There's not much else to the device, save for a Micro-USB port, a small indicator light, and a tiny button that you can use to reset the stick if it freezes up. At just a little over 3 inches long, it's easy to throw in a bag for traveling, although be forewarned that hotel Wi-Fi doesn't always play nice with media streamers, regardless of the brand.
In terms of internal hardware, the Streaming Stick has 1080p output and dual-band Wi-Fi support, and Roku says the internal chip is similar to the one in the Roku 1.
If you're familiar with the Chromecast, everything should sound familiar so far, as it's very similar to Google's streamer. But while the hardware is largely the same, the two streamers have different approaches when it comes to navigation and finding content.
A real remote and user interface
Unlike the Chromecast, Roku's Streaming Stick includes a remote in the box. It's essentially the same remote you'd get with Roku's other budget streaming boxes, although it works via Wi-Fi Direct, so it can communicate with the Stick when it's hidden behind your TV. If you were hoping the remote would include Roku's neat headphone-jack feature, you're out of luck, as that functionality is still available only on the Roku 2 and Roku 3.

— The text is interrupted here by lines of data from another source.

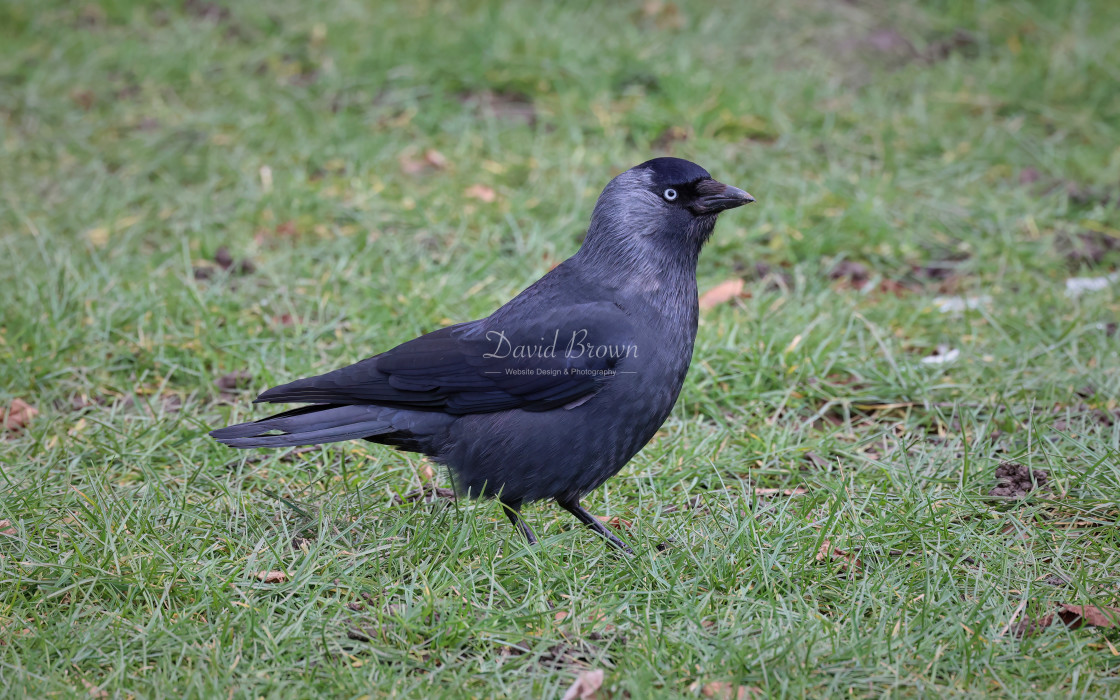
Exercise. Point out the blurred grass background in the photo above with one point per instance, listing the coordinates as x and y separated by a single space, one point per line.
384 169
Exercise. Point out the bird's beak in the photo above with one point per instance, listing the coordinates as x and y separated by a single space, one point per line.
716 196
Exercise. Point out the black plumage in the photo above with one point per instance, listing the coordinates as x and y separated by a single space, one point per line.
557 390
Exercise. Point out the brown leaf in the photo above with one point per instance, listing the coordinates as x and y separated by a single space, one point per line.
430 160
1016 481
1072 616
1094 616
1028 627
482 193
271 577
435 159
783 492
724 690
856 272
615 522
18 416
663 15
234 380
93 690
586 687
836 553
721 294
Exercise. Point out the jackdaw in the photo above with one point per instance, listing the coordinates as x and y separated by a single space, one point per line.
554 392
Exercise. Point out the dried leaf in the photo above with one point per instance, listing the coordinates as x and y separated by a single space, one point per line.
724 690
783 492
721 294
1078 286
18 416
615 522
586 687
834 553
944 355
1016 481
482 193
1094 616
234 380
93 690
435 159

The Streaming Stick also includes Roku's standard user interface, which is best-in-class at this point. While an onscreen display and a remote may seem old-fashioned compared with the Chromecast's "your smartphone is your remote" approach, I personally find it provides a better experience in the living room, as it means I can keep my eyes on the TV, instead of shuttling my attention between two screens. Especially when one of those screens may be reminding me about notifications and emails that I'm typically trying to unplug from while watching TV.
In addition to the remote and onscreen interface experience, you can also control the Streaming Stick with Roku's mobile app, which is available on Android and iOS. And for Netflix and YouTube, you can also "cast" content straight to the Roku box from those respective Android and iOS apps, just as you can with a Chromecast. (And Roku says it's working on adding casting functionality for more apps.) In other words, if you're a "smartphone-as-remote" fan, you can throw the Roku remote into a drawer and never touch it again.
Ultimately, the Streaming Stick gives the best of both worlds, letting you control via smartphone -- including "casting" from major apps -- but also providing the traditional remote experience. The only major drawback is that the Streaming Stick's back-of-the-TV placement means it doesn't work with traditional IR-based universal remotes.
Ecosystem: Biggest library of apps there is
Roku's big advantage over its competitors is content. The Streaming Stick, like other Roku boxes, supports over 1,200 apps, including nearly every major service as well as a huge number of niche content sources.